Perhaps because of that college debt, many Millennials haven’t begun saving for retirement. Indeed, the survey participants indicated they don’t plan to start that process until they are 36 years old – more than ten years after they likely began their careers. This is a deeply flawed plan, especially if you want to retire in your 50’s. Failure to save in your 20’s deprives you of the power of compounding.
As an example, let’s say a Millennial began investing $5,000 a year at age 22 and continued to save that amount of money away until age 67, with a 6 percent return. They would end up with a nest egg twice as big as someone who did the same thing starting at age 32. It could mean the difference between going into retirement with half a million dollars versus retiring with $1 million. That’s the power of compound returns over the long haul.
Millennials’ failure to grasp the power of compounding may be the result of their relative ignorance of financial matters. Only 20% of the TD Ameritrade respondents considered themselves very knowledgeable about investing.

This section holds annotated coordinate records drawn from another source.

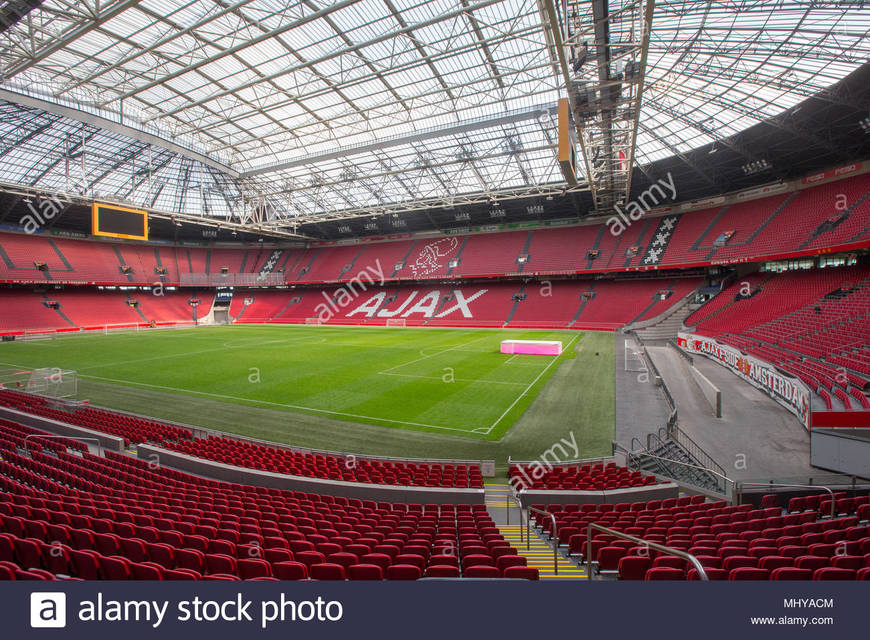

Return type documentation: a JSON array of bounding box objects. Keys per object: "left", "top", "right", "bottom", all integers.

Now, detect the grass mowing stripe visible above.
[
  {"left": 0, "top": 325, "right": 615, "bottom": 458},
  {"left": 487, "top": 336, "right": 577, "bottom": 433},
  {"left": 81, "top": 375, "right": 484, "bottom": 432}
]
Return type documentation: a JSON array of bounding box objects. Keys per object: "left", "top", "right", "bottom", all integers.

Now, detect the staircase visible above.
[
  {"left": 623, "top": 292, "right": 697, "bottom": 342},
  {"left": 629, "top": 433, "right": 728, "bottom": 494},
  {"left": 484, "top": 484, "right": 586, "bottom": 580}
]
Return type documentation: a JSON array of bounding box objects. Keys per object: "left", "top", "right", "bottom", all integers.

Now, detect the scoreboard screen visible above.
[{"left": 91, "top": 202, "right": 148, "bottom": 240}]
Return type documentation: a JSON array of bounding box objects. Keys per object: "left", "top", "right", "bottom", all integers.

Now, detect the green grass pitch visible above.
[{"left": 0, "top": 325, "right": 613, "bottom": 455}]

There are currently about 15 million millionaires in the US. If 53% of the 83 million Millennials do indeed join those ranks, it would add approximately 44 million millionaires to the roster. That’s impressive, and I’d love to see it happen. But amassing that level of wealth requires time, commitment and knowledge. I think Millennials as a group may need to work on those aspects of their financial life. As the wise man said, “Hope isn’t a strategy.”